Le partage multiplie... Luc 9, 10 - 17

23 Juin 2022, 10:57am

Publié par egliseprotestanteunienarbonne@gmail.com

Narbonne 19/6/22 2022

Luc 9, 10 à 17

Pasteur Philippe Perrenoud

le partage multiplie...

 

Voilà un passage célèbre

Il se situe juste après le retour des disciples que Jésus avait envoyé en mission, et juste après une question d’Hérode à son sujet, sur son identité : Jésus serait-il le retour de Jean-Baptiste qu’il vient d’exécuter ?... ou d’Élie ? Bref un signe avant coureur de la fin des temps ?... Voilà qui inquiète donc Hérode… sur le registre de la superstition...

Hérode demande donc à voir Jésus. Celui-ci va se laisser voir, bien mieux qu'avec une convocation auprès du pouvoir local : par un signe de sa Présence, à tous, pour tous...

A ces 2 moments (retour de mission et Hérode), Jésus donne ainsi une suite, une réponse : en acte ! et quel acte :

- comme pour nous dire que la mission est en parole et en actes ; et pourquoi il est venu.

- et à Hérode, qui limite la religion à ce qui concerne ses propres intérêts (personnels et/ou politiques), Jésus montre pour quoi il est venu…

Comment ?

Il le montre avec ce passage que l’on appelle souvent « multiplication des pains ». Pourquoi pas, mais voyons ce qu’il en est… Ce sont peut-être d’autres choses qui sont multipliées… De quoi et de qui s’agit-il ?

 

Reprenons alors, les différents acteurs de cette grande scène.

Nous avons cette foule, et des disciples inquiets… Seul Jésus ne semble pas s’inquiéter... Pourquoi ? Peut-être parce qu’il est le Christ... pour nous dire une présence, une nourriture au-delà de nous…

Au retour de leur 1er envoi en mission, les 12 disciples retrouvent Jésus. Une foule le suit ; Jésus enseigne ; et, sans se lasser, il accueille. Nous le savons pourtant, quand on veut accueillir/aider, à plus ou moins longue (ou brève...) échéance, vient le découragement. Là n'est peut-être pas le but principal de ce texte, mais force est de constater que Jésus ne se lasse pas d’accueillir.

Il transforme aussi la faiblesse des disciples. Il utilise leurs mains pour partager son Amour. Il nourrit le corps et le cœur de la foule.
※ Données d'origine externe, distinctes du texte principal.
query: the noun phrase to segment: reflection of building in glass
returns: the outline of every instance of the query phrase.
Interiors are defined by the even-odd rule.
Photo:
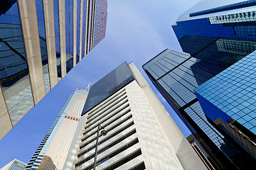
[[[26,166],[27,166],[26,164],[15,159],[2,167],[1,170],[23,170]]]
[[[198,142],[196,140],[196,137],[193,136],[193,134],[190,135],[187,137],[187,140],[188,140],[189,143],[191,144],[192,147],[196,151],[196,154],[199,156],[200,159],[203,161],[203,164],[206,166],[208,169],[214,170],[214,167],[210,164],[210,162],[208,160],[208,159],[206,157],[207,153],[206,151],[202,148],[198,143]]]
[[[92,101],[92,105],[88,104]],[[132,62],[90,89],[63,169],[206,169]]]
[[[41,163],[38,166],[38,170],[55,170],[56,166],[54,165],[50,157],[45,155],[42,159]]]
[[[214,124],[256,158],[256,100],[253,52],[195,89]]]
[[[246,169],[254,159],[233,137],[209,120],[193,90],[256,50],[255,2],[232,3],[201,1],[178,17],[172,27],[183,52],[191,55],[189,59],[176,60],[177,57],[171,55],[181,55],[165,51],[144,66],[153,83],[221,169]],[[176,66],[169,67],[166,62]]]
[[[87,94],[78,89],[70,95],[26,169],[63,169]]]
[[[107,14],[107,0],[1,6],[0,139],[104,38]]]

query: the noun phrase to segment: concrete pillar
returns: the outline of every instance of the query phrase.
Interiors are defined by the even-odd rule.
[[[60,29],[60,49],[61,77],[67,74],[66,66],[66,44],[65,44],[65,1],[58,1],[59,29]]]
[[[73,0],[73,67],[76,64],[76,55],[77,55],[77,10],[78,10],[78,1]]]
[[[207,169],[188,141],[171,118],[163,104],[151,89],[142,74],[133,62],[129,64],[131,70],[141,86],[150,108],[161,128],[162,132],[169,141],[170,148],[174,151],[182,167],[185,170]]]
[[[18,0],[33,99],[36,105],[46,95],[38,26],[34,0]]]
[[[89,1],[89,0],[87,0],[87,1]],[[81,61],[81,60],[82,60],[82,13],[83,13],[83,0],[81,0],[80,1],[80,38],[79,38],[79,61]]]
[[[4,98],[3,91],[0,86],[0,140],[13,128],[10,115]]]
[[[53,1],[52,0],[43,0],[43,5],[46,28],[50,84],[51,89],[58,83],[56,47],[53,16]]]

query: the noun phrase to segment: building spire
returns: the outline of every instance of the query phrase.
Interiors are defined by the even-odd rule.
[[[90,82],[88,84],[87,88],[86,88],[85,91],[89,92],[89,87],[90,87]]]

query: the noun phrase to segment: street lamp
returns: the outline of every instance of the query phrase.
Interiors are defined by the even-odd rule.
[[[102,135],[102,136],[105,136],[107,134],[107,131],[105,130],[104,129],[103,127],[102,127],[100,125],[100,123],[98,123],[98,130],[97,130],[97,139],[96,139],[96,147],[95,147],[95,162],[94,162],[94,166],[93,166],[93,170],[95,170],[96,169],[96,162],[97,162],[97,145],[98,145],[98,140],[99,140],[99,132],[100,132],[100,128],[102,129],[103,129],[101,132],[100,132],[100,134]]]

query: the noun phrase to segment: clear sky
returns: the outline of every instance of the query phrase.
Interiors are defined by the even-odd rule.
[[[105,38],[0,141],[0,168],[14,159],[28,164],[71,93],[85,89],[124,61],[135,64],[184,135],[189,135],[142,65],[166,48],[182,52],[171,26],[198,1],[108,0]]]

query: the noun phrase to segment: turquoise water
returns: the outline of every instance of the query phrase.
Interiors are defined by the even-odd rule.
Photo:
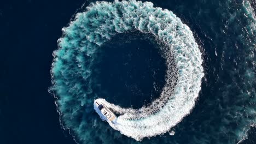
[[[256,114],[249,2],[98,2],[78,11],[54,52],[50,88],[78,143],[246,139]],[[101,121],[98,98],[118,124]]]

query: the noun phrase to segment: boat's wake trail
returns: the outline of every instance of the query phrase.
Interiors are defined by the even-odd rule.
[[[121,115],[116,124],[110,125],[139,141],[169,131],[190,113],[203,76],[201,53],[193,33],[172,11],[154,8],[150,2],[130,1],[91,4],[63,28],[52,69],[62,117],[72,117],[79,109],[74,106],[67,110],[70,104],[83,106],[93,103],[91,66],[101,45],[116,34],[134,31],[152,34],[162,44],[160,49],[166,59],[166,84],[159,98],[139,109],[124,109],[98,99]],[[75,127],[64,122],[68,127]],[[84,123],[81,124],[89,122]],[[82,135],[80,128],[73,130]]]

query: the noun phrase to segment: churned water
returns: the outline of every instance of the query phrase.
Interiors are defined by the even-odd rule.
[[[247,142],[256,120],[254,4],[86,2],[53,52],[49,90],[62,126],[79,143]],[[115,124],[95,112],[97,99]]]

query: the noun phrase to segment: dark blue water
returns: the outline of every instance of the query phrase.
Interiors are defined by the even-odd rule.
[[[255,126],[249,126],[255,118],[256,38],[255,33],[253,36],[248,32],[252,22],[244,16],[243,1],[152,2],[172,11],[190,28],[203,53],[205,77],[194,109],[174,127],[173,136],[166,134],[137,143],[234,143],[241,140],[240,131],[248,135],[242,143],[256,143]],[[48,90],[52,86],[52,53],[58,48],[61,29],[90,3],[0,2],[0,143],[75,143],[61,127],[55,99]],[[100,89],[98,97],[110,103],[138,108],[158,98],[166,67],[159,45],[144,37],[128,35],[129,39],[119,35],[102,46],[95,67],[101,66],[94,77],[101,85],[93,89]],[[73,102],[71,107],[76,104]],[[81,143],[88,140],[101,143],[106,137],[112,143],[137,143],[102,122],[91,106],[80,110],[88,111],[89,118],[79,115],[74,123],[66,124],[75,127],[96,119],[108,132],[99,138],[95,135],[100,130],[95,128],[85,128],[83,130],[90,134],[85,137],[73,131]]]

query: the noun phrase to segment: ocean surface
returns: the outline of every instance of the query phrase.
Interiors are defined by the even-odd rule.
[[[0,143],[256,143],[255,15],[252,0],[0,2]]]

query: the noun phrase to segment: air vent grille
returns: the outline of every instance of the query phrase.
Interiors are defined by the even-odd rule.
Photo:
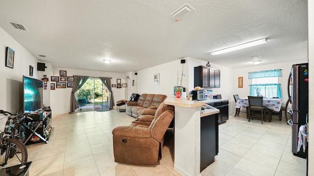
[[[25,25],[23,24],[18,23],[15,22],[9,22],[12,25],[12,26],[16,29],[22,30],[26,31],[28,31],[28,30],[26,28]]]
[[[171,15],[173,16],[176,19],[181,20],[183,19],[189,12],[194,10],[195,10],[194,8],[192,7],[192,6],[188,3],[185,3],[172,13]]]

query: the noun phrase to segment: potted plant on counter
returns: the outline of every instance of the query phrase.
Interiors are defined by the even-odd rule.
[[[175,87],[175,91],[176,92],[176,97],[180,98],[181,97],[181,92],[183,91],[183,88],[182,87]]]

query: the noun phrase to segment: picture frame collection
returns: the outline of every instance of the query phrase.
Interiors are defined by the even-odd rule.
[[[127,83],[121,83],[121,79],[117,79],[117,84],[111,84],[111,88],[127,88]]]
[[[51,76],[51,81],[55,83],[51,83],[50,89],[55,90],[55,88],[72,88],[74,84],[74,77],[67,76],[67,71],[60,70],[59,76]]]

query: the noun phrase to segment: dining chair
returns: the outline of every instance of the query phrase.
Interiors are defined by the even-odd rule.
[[[236,102],[239,100],[239,95],[238,94],[234,94],[234,98],[235,98],[235,103],[236,103]],[[249,118],[249,107],[245,107],[246,109],[246,111],[241,110],[241,108],[236,108],[236,113],[235,114],[235,117],[236,116],[239,116],[239,113],[243,113],[246,114],[246,118]]]
[[[249,122],[252,117],[252,119],[255,117],[262,118],[262,124],[263,124],[263,117],[266,115],[266,107],[263,106],[263,97],[248,96],[249,99]],[[254,111],[260,111],[261,116],[254,115]],[[268,114],[268,115],[269,114]],[[269,117],[268,117],[269,118]],[[266,120],[265,120],[266,121]]]
[[[286,121],[287,122],[288,121],[288,114],[287,112],[287,109],[288,107],[288,105],[289,105],[289,103],[290,101],[289,99],[288,99],[286,104],[283,104],[281,105],[281,107],[280,108],[280,110],[279,112],[276,112],[273,110],[271,110],[270,113],[270,120],[271,120],[272,117],[278,117],[279,118],[279,121],[281,121],[283,118],[283,111],[285,113],[285,118],[286,118]]]

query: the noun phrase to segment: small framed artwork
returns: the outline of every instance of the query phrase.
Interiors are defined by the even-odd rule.
[[[55,89],[55,84],[54,83],[51,83],[50,84],[50,89],[54,90]]]
[[[243,77],[240,77],[237,78],[237,87],[238,88],[243,88]]]
[[[160,83],[160,78],[159,73],[156,73],[154,74],[154,85],[157,85]]]
[[[60,70],[60,76],[67,76],[67,71],[64,70]]]
[[[13,68],[14,62],[14,51],[8,47],[6,47],[6,54],[5,56],[5,66]]]
[[[67,76],[67,82],[74,82],[74,76]]]
[[[60,77],[60,81],[64,82],[67,81],[67,77]]]
[[[34,67],[33,66],[29,66],[29,76],[33,76],[33,69],[34,69]]]
[[[73,88],[73,83],[67,83],[67,88]]]
[[[42,78],[41,80],[43,80],[43,81],[44,82],[44,84],[47,84],[47,81],[49,81],[48,78]]]
[[[59,76],[52,76],[51,81],[59,82]]]
[[[66,88],[66,85],[65,82],[56,82],[56,87],[57,88]]]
La foule qui est venu écouter Jésus attend encore, dans ce lieu désert. Elle se trouve dans le besoin. Ici, on nous parle bien de foule, donc d'une multitude ; pas d'une catégorie particulière, mais de la diversité que cela implique ; et un peu perdue, sans sens ; ce qui veut non seulement dire que chacun est invité, mais aussi que chacun (donc y compris nous-mêmes) avons besoin. Nous pouvons être de ces gens qui peuvent attendre : un peu de nourriture... que nous sommes aussi de cette multitude, un peu perdue, dans un monde qui ne sait d'ailleurs pas toujours lui-même où il va...

Elle attend aussi un guérisseur ; elle suivait Jésus aussi pour cela... Que fait-il ? Devant l'incertitude qu'il a laissé s'installer, il dit aux Apôtre donnez-leur à manger vous-mêmes... ça alors ! Ça servait bien à quelque chose qu'ils le suivent pour s'entendre dire de se débrouiller eux-mêmes... Alors ? Il ne donne pas tout tout de suite, tout cuit du ciel. Il nous amène à chercher... Les choses ne s'imposent pas d'elles-mêmes... les meilleures choses en tout cas, souvent... En cherchant, et apportant chacun nos participations, il peut en ressortir tant...

Tous reçoivent. Peut-être pas ce qu'ils voulaient, souhaitaient au départ ; mais ce dont ils avaient besoin...

Jésus ne renvoie donc pas tout ce monde. Il demande de faire asseoir les gens par groupes : avec ce chiffre qui peut paraître un peu obscur de cinquante. Elle fait penser à l'organisation d'Israël au désert, puis d'autres règles communautaires, en vue d'une organisation idéale, avant le « banquet final ». Bref d'un peuple en marche dans le désert, qui doit aussi vivre cela dans la durée... en vivant cela en groupe : non pas comme des bénéficiaires isolés, mais communautairement, dans l’échange.

La faim, le dénuement, qui font ressentir au plus profond de nous le manque, sont l’occasion de s’en souvenir : de le vivre non seulement comme de belles paroles, mais dans notre « chair » : dans tout notre être, dans notre condition même !...

La suite du récit fait alors directement allusion à l'institution de la Sainte-Cène : avec les même mots que pour le dernier repas, Jésus donne à manger ;

il donne un signe de sa présence ;

il donne la force de continuer de vivre dans ce monde, dans la durée…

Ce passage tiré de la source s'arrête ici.